הָם
𐤄𐤌
Ham
H1990 noun
SILEX Entry
Definition
Proper name, designating one of the sons of Noah; also used to refer to the putative ancestor of various peoples and, by extension, to the regions associated with his descendants, including parts of Northeast Africa (notably Egypt, Cush/Nubia, and sometimes Libya) and areas adjacent to the land of Israel. In the Hebrew Bible, the term is mostly a personal name but may also be associated with geographical or ethnic identities.
Semantic Range
personal name (Noah's son), eponymous ancestor of select peoples (Cush, Egypt/Mizraim, Put, Canaan), poetic term for Egypt or adjacent regions
Root / Etymology
Root uncertain. The word הָם is traditionally understood as a proper name of an individual (son of Noah), but its original root meaning, if any, is unclear. Some ancient etymologies connect it with concepts of 'heat' or 'darkness,' but these are speculative and not linguistically substantiated. Modern scholarship treats the etymology as uncertain.

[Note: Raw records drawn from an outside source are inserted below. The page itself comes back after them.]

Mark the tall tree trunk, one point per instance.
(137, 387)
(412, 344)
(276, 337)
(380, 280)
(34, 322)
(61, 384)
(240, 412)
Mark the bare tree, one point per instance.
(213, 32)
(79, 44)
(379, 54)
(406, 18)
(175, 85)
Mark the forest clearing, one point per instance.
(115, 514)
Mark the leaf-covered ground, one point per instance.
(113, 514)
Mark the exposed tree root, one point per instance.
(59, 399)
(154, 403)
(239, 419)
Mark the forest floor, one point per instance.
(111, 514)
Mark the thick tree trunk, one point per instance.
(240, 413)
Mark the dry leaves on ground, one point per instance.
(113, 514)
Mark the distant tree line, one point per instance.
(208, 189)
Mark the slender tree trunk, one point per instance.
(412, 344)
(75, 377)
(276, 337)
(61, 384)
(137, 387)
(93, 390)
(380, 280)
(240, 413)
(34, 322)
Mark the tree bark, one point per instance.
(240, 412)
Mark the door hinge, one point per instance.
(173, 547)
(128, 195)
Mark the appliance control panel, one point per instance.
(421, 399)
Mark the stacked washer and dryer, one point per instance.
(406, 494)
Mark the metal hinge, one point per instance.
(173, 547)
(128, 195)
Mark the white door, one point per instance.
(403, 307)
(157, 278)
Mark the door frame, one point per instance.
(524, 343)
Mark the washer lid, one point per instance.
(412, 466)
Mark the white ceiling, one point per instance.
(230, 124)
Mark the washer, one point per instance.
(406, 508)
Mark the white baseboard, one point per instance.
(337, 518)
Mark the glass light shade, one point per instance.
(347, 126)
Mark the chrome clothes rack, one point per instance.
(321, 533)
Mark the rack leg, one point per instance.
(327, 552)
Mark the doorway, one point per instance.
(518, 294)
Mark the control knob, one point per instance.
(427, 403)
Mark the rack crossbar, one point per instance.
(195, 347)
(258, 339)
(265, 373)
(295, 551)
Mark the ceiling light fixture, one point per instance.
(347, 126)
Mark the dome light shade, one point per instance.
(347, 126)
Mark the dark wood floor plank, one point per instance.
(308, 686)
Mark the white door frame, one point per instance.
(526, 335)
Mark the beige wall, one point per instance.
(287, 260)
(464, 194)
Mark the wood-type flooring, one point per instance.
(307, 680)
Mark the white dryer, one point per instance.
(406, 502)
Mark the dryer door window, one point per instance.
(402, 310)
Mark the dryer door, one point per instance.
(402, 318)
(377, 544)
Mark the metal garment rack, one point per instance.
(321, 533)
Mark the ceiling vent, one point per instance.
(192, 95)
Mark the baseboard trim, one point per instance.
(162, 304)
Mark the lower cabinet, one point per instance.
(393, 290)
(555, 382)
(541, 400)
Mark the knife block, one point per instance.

Historical & Contextual Notes
In the genealogies of Genesis (Gen 5:32, 6:10, etc.), Ham (הָם) is one of the three sons of Noah and is depicted as the ancestor of several notable peoples typically associated with Africa and bordering regions: Cush (Nubia), Mizraim (Egypt), Put (Libya), and Canaan. The Table of Nations in Genesis 10 uses 'Ham' as both an eponymous ancestor and a means of ethnogeographic classification. Later biblical traditions sometimes refer to Egypt as 'the land of Ham' (e.g., Psalm 78:51; 105:23,27; 106:22). However, the association of הָם strictly with Palestine is unfounded and likely reflects misunderstandings in earlier lexicons. In historical usage, the term did not imply the later ethnoreligious identities ascribed to the descendants of Ham. English translations generally render הָם with the transliterated name 'Ham,' but sometimes interpret related phrases (such as 'land of Ham') as references to Egypt or its surrounding territories. The usage and boundaries of the term are not always consistent across textual traditions. There is no evidence for a direct linguistic link between the Hebrew הָם and the English word 'Ham.'
Original Strong's Gloss (1890)
of uncertain derivation; Ham, a region of Palestine; Ham.
Bantu Hebrew
No Bantu Hebrew comparisons have been submitted for this word yet.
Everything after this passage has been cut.